As on basic cable, they wake from their night of passion with their underwear still on. Neither of them do this sort of thing, naturally. Their bashful morning-after negotiations over cereal have an authenticity that make us hope things will work out for them. Whoever was responsible for the projections in Phillip’s windows, whether it was scenic designer Robbie Hayes or lighting designer Martha Mountain or someone else, does an admirable job simulating predawn light. It’s good that director Shirley Serotsky attends to this sensuous detail of their otherworldly evening. She’ll be conjuring up the red-eyed nausea of lovers’ all-night battles soon enough.
Neither the playwright, Alexandra Gersten-Vassilaros, nor Theater J considers this a secret, so: Sophie gets pregnant. And then she must make a Sophie’s, uh, decision. Which Phillip considers to be partially, and in his weaker moments, entirely, his.
There you go: To Not Be, or Not to Not Be?

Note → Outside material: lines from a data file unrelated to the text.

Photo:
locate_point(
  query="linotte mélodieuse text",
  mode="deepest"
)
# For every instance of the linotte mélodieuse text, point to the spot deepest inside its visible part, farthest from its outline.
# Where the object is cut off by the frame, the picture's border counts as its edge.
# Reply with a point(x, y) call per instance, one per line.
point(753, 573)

Gersten-Vassilaros has done her job in making real the anguish of two normally reasonable people who disagree, sincerely and extremely, on how to handle an unexpected pregnancy. (In a program note, she says she’s updated the work since its 2005 debut, though nothing about it feels especially timely.) “Children turn lovers into relatives,” Sophie tells Phillip. As with Kathleen Turner and Michael Douglas in The War of the Roses, a not-wholly-believable exchange of escalating hostilities will turn their lust into bloodlust. Rome and Whalen, though? Completely believable.

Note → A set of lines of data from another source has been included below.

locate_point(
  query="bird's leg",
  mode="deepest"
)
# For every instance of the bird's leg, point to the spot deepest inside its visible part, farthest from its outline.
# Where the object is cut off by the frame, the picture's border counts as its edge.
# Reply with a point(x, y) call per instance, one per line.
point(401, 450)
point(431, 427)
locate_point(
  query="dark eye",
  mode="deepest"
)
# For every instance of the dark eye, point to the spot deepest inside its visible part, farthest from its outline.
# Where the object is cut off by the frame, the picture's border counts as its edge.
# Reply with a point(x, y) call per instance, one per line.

The ending Gersten-Vassilaros settles on feels like a bid to make sure the audience hangs around for the post-show discussion, whether there’s one scheduled or not. Her aim, she says, is to ping-pong our sympathies from Sophie to Philip throughout. I can’t say my sense of whom I agreed with wavered for a second. But I’ll confess I had been dreading sitting through “the abortion play” only to find it richly drawn and fully absorbing. Oh, the humanity.